We wtorek zwolennicy Donalda Trumpa oblegali Kapitol. Posiedzenie Kongresu w sprawie wyborów prezydenckich zostało przerwane. Protestujący wbiegli do sali obrad Izby Reprezentantów, w tym na mównicę, oraz do biura przewodniczącej tej izby Nancy Pelosi. Część z nich była uzbrojona.
Wciąż nie wiadomo ile osób zostało poszkodowanych w efekcie zamieszek. CNN podaje, że zginęły co najmniej cztery osoby.

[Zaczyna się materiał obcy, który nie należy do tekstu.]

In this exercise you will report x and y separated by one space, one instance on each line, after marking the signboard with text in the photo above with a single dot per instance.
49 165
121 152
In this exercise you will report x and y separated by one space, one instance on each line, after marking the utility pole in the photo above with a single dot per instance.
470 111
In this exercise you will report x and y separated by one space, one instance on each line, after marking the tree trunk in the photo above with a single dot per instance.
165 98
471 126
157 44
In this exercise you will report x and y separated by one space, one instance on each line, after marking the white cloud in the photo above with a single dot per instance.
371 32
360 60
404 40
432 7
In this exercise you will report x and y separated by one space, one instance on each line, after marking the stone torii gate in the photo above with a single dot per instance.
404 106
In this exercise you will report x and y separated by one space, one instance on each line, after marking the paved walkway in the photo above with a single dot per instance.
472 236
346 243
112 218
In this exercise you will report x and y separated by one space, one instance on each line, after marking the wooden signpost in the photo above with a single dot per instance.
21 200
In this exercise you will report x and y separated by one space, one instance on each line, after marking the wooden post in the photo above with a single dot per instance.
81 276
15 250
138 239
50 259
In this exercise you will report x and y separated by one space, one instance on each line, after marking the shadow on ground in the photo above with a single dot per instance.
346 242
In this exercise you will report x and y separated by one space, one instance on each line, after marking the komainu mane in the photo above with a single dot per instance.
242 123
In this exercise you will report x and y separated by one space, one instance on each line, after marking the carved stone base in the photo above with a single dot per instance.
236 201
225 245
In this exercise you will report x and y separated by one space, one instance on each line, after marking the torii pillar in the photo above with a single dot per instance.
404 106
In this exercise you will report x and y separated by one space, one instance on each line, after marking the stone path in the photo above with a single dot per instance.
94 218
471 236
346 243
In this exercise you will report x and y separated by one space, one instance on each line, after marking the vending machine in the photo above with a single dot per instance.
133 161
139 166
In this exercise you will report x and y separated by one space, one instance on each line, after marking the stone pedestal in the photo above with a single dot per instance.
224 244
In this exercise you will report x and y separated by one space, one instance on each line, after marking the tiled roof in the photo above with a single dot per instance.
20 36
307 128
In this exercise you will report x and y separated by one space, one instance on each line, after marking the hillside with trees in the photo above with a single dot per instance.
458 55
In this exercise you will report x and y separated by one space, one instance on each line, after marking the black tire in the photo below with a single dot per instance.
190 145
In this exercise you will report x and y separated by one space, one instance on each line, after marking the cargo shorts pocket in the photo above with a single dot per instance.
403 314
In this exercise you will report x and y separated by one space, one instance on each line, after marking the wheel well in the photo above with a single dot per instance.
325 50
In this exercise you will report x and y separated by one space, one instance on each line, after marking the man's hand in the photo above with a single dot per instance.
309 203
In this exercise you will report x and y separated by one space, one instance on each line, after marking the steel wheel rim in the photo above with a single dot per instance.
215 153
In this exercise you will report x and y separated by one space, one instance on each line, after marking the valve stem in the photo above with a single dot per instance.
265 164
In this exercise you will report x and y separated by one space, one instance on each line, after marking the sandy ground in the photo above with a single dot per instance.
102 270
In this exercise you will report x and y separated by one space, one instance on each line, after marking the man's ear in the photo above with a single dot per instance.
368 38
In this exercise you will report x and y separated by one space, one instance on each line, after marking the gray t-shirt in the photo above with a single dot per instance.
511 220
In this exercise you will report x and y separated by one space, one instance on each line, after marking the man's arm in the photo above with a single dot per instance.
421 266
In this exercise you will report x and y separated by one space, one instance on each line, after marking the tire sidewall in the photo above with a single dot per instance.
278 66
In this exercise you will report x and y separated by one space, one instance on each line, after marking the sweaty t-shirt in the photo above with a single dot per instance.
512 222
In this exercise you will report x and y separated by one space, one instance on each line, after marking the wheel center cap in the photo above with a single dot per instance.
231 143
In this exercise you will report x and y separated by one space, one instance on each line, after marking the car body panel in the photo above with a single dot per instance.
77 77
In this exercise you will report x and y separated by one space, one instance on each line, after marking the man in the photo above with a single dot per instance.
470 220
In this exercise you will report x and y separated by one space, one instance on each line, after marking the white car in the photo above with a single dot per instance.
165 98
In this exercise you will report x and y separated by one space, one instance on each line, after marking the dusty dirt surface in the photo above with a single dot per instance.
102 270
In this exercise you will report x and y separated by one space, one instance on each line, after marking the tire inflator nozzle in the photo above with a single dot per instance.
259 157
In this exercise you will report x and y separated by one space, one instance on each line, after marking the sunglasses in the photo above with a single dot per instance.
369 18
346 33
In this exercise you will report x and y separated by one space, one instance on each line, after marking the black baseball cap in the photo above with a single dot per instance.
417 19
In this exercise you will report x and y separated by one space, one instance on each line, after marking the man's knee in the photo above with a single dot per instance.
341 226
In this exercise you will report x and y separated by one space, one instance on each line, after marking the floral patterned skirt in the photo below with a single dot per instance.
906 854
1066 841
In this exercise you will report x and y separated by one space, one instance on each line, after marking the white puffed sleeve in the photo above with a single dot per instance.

Fala rezygnacji w Białym Domu
Jak podaje CNN, ze stanowiska zrezygnował już zastępca doradcy ds. bezpieczeństwa narodowego prezydenta USA Donalda Trumpa – Matt Pottinge. Informator stacji CNN twierdzi, że rezygnacja Pottingera to bezpośrednia reakcja na wystąpienie Trumpa skierowane do osób szturmujących Kapitol.Z doniesień medialnych wynika także, że rezygnację planuje doradca ds. bezpieczeństwa narodowego Robert O'Brien.
Ze stanowiska odeszła także Stephanie Grisham, była rzeczniczka Białego Domu, dotychczas szefowa gabinetu amerykańskiej pierwszej damy Melanii Trump. Grisham nie chciała komentować w rozmowie z mediami swojej decyzji.
CNN podaje również, że rezygnację złożył zastępca szefa personelu Chris Liddell.
Serwis ABC News informuje natomiast, że pracę w Białym Domu zakończyły także Sarah Matthews z biura prasowego oraz Anna Cristina Niceta, która odpowiadała za organizację spotkań.